Slavery is a Hard Foe to Battle (Hutchinson Family, 1855)

“Slavery is a Hard Foe to Battle” by the Hutchinson Family Singers:

Slavery Hard Foe a8636-1

…updates Dan Emmett‘s “Jordan is a Hard Road to Travel” for an abolitionist audience and more:

I looked to the South and I looked to the West,
I saw old Slavery a coming, 
With four Northern dough faces hitched up in front
Driving Freedom to the other side of Jordan.

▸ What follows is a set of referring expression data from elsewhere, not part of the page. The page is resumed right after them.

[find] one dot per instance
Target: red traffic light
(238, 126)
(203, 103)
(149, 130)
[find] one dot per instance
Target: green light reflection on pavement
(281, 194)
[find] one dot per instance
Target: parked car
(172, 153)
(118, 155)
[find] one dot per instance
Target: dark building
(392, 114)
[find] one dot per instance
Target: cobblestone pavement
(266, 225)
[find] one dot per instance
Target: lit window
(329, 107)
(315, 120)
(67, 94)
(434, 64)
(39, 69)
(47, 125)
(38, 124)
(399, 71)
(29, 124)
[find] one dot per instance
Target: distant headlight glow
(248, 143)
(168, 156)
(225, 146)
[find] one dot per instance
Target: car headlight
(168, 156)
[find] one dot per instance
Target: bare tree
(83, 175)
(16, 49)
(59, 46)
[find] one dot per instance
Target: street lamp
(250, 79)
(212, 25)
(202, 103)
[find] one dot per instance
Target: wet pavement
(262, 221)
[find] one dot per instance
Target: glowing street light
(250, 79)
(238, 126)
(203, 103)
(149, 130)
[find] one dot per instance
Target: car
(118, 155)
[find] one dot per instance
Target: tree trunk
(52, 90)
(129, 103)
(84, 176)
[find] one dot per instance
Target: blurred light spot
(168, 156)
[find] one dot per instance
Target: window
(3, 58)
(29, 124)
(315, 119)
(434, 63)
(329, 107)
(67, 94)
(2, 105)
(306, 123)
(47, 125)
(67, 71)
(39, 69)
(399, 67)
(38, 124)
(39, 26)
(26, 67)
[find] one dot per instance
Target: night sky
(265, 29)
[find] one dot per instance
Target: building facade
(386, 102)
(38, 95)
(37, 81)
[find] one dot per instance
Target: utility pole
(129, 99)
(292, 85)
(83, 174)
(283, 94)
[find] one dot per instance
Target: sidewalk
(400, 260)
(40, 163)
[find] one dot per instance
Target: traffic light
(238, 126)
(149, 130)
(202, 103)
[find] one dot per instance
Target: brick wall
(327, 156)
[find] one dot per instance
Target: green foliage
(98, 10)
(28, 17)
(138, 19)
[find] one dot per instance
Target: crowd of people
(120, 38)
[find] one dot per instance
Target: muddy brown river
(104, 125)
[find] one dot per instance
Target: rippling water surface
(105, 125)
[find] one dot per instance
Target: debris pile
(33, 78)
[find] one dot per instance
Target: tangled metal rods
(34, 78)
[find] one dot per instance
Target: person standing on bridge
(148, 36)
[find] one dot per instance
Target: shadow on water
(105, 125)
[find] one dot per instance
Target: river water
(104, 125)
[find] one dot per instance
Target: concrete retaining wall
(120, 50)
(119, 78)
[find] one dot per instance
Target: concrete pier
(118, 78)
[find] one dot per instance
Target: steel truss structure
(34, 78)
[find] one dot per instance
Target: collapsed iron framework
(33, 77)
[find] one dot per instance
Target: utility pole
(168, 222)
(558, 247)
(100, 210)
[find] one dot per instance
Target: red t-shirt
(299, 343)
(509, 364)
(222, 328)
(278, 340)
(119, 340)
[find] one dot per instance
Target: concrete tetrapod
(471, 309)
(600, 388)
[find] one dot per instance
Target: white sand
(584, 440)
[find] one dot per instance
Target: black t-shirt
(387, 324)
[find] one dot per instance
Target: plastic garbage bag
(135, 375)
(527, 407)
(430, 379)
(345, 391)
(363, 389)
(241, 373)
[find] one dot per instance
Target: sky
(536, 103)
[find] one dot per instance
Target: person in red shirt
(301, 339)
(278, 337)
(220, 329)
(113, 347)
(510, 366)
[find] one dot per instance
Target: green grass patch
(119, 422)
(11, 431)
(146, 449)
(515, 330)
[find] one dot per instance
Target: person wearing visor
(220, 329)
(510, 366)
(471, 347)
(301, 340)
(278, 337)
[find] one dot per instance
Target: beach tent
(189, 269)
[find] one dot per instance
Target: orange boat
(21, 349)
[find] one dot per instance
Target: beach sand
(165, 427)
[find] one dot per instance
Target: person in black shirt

The term “Dough faces” refers to Northern Democrats aligned politically with pro-slavery southern politicians; their shaved, white faces providing the ultimate symbol of naked pliability.  (Or were they “does”, to be hunted & collected by slavery’s advocates?)  The most prominent dough face at the time would have been NH’s own President Franklin Pierce.

Slavery Hard Foe a8636-6

 

The final verse is notable, too:

But the day is drawing nigh the Slavery must die,
And every one must do his part accordin’:
Then let us all unite to give every man his right (and women too!)
And we’ll get our pay the other side of Jordan.

The mid-century struggle against slavery led many women to draw connections between their lot and the lot of the slaves in a society dominated by white males; indeed, after Elizabeth Cady Stanton and Lucretia Mott were refused seats at an abolitionist convention in 1840, they organized a women’s rights convention of their own!  Several other prominent female abolitionists went on to become advocates and organizers in the women’s rights movement.  Here, the Hutchinson family gives them a shout-out in 1855!